Aber jetzt war es Abend und viele Jahre später. Die Sonne war untergegangen, die Sterne kamen heraus – Stecknadelköpfe in der überwältigenden Dunkelheit des Himmels. Auf dem gegenüberliegenden Ufer war ein Stand Birken vom Frühjahrshochwasser überschwemmt und niedergeworfen worden. Jetzt lagen die Bäume halb unter Wasser, ein Gewirr von Ästen vermoderte langsam und erinnerte an das reißende Wasser des Frühlings.
Carl sah, dass genau über ihm Arcturus stand, der Stern im Zentrum des Himmels.
Hier ändert sich gar nichts, dachte er – auch wenn die meisten Dinge sich schon verändert hatten. Und er wünschte, er hätte Floyd nicht in der Backwarenabteilung gesehen. Er wünschte, es wäre nicht geschehen. Kein Mensch sollte auf solche Weise an die Vergangenheit erinnert werden. Kein Mensch hatte einen solchen Schock verdient.
Er ging zum Camper. Louise und er setzten sich an den Tisch und spielten Rommé und aßen Käsechips. Sie spielten acht Spiele, dann nahm Louise ihr Strickzeug wieder zur Hand. Carl trank nach und nach zwei Dosen Bier. Eine Weile unterhielten sie sich über seine Töchter – eine lebte von ihrem Mann getrennt. Er hatte die Scheidung eingereicht. Den Grund hatte Carl nicht verstanden. Seine Tochter hatte aus Wisconsin angerufen, aus einer kleinen Stadt, wo eine Freundin von ihr wohnte.
Bevor er zu Bett ging, sah er nach, ob das Gas abgestellt war. Es war zehn Uhr abends an einem Samstag im August. Der Campingplatz war überfüllt: Musik und Stimmen, vorbeirumpelnde Autos, Leute, die lachend hinter dem Licht ihrer Taschenlampen zu den Toiletten gingen.

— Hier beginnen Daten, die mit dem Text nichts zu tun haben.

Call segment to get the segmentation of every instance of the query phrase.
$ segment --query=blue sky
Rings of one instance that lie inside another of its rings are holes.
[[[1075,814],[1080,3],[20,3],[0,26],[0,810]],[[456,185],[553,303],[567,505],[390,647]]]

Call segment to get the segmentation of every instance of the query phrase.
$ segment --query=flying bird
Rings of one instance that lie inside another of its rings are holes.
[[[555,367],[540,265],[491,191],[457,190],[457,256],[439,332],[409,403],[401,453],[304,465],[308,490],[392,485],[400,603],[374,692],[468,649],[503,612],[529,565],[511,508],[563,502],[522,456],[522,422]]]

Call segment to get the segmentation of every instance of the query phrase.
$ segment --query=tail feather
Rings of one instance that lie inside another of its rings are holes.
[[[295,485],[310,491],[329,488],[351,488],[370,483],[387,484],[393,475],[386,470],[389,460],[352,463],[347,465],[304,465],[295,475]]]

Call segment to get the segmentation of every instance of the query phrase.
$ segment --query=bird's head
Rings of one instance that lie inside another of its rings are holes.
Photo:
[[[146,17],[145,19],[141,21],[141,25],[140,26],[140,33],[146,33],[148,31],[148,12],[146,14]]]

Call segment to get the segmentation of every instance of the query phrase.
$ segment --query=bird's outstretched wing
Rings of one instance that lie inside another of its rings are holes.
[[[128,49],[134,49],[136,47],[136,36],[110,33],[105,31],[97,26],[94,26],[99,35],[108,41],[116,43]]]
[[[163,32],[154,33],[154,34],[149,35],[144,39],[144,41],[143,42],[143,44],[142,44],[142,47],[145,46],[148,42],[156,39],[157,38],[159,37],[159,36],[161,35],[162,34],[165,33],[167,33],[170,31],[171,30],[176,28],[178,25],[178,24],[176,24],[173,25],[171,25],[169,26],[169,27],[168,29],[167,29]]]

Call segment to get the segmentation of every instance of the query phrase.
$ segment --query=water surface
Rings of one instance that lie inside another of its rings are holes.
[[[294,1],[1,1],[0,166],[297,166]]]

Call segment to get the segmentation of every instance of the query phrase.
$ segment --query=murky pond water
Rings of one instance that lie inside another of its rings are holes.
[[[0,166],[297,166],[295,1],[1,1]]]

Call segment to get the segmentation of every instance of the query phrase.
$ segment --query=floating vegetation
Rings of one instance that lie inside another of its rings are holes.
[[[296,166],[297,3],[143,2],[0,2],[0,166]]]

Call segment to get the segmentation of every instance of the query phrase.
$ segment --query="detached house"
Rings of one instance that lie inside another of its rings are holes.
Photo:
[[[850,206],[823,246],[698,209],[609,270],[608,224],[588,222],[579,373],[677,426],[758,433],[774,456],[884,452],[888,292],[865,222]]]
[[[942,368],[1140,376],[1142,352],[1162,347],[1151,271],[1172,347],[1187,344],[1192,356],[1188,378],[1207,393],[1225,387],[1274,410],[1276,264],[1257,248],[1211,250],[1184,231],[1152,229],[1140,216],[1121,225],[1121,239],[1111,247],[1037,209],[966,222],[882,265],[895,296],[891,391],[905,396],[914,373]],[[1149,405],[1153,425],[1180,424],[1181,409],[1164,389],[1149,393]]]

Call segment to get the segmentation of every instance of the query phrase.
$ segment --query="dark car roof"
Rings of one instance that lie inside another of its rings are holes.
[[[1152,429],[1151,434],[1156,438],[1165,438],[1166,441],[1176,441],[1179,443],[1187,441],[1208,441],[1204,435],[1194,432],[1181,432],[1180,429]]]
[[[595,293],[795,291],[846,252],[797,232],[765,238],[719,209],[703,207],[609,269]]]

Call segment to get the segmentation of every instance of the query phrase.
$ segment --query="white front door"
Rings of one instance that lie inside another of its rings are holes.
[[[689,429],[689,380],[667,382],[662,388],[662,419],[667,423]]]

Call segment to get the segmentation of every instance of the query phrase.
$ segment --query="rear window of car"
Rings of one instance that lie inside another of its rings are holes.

Carl horchte angespannt auf das Rauschen des Flusses, aber der Fluß war zu weit weg, mindestens hundert Meter durch die Tannen.
Sie waren spät gekommen und hatten einen der schlechteren Plätze nehmen müssen, zu weit weg von der Musik des Little Nelson. Carl bedauerte das jetzt.
Im Bett küsste ihn Louise zweimal auf die Wange: »Lass nicht die Ohren hängen«, sagte sie. »Morgen gehst du fischen, Carl. Du hast keinen Grund, die Ohren hängen zu lassen, ja?«
Er sagte ihr, dass er sie liebe. »Ohne dich wär ich verdammt einsam«, sagte er. Er küsste sie aufs Ohr, auf die Nase.
»Du hast Whiskey getrunken«, antwortete Louise. »Du hast getrunken, und jetzt bist du mit Fleischwurst vollgestopft, Carl.«
Carl hatte einen leichten Schlaf. Er war es gewohnt, nachts aufzustehen und sich Gedanken zu machen. Es kam ihm sogar so vor, als schlafe er fast gar nicht mehr, es war, als ob er nicht mehr wisse, wie man schlief. Und das Bild von Floyd im Last Stop ging ihm nicht aus dem Kopf. Vielleicht hätte er doch etwas sagen sollen. Vielleicht hätte Floyd alles erklären können.
Er setzte sich ächzend auf und zog die Hose an. Er war noch immer betrunken, jedenfalls zu betrunken, um stillliegen zu können. Er band sich im Dunkeln die Schuhe zu. Er zog die Jacke über und ging mit der Taschenlampe hinaus. Er fand den Weg zwischen den Tannen, stolperte einmal über einen toten Ast, tastete ein bisschen in der feuchten Dunkelheit herum und kam dann zum Ufer des Little Nelson; dort blieb er stehen und hörte der Endlosigkeit des Flusses zu.
Floyd! sagte er zu sich selbst. Floyd! Gott noch mal! Aber dann schaute er nach oben, und da standen Arcturus und eine Million andere Sterne, und alle schimmerten in ihrer geheimnisvollen Art.
Bei dem Anblick fühlte er sich besser. Lass den Fluss ruhig rauschen und vorbeiströmen, dachte er, ein Fluss ist am Ende doch nur etwas Winziges, verglichen mit einem Stern. Er fand nicht die Worte, um es sich selbst zu erklären, aber ein Stern schien der richtige Trost zu sein für einen Mann, der auf die Siebzig zuging.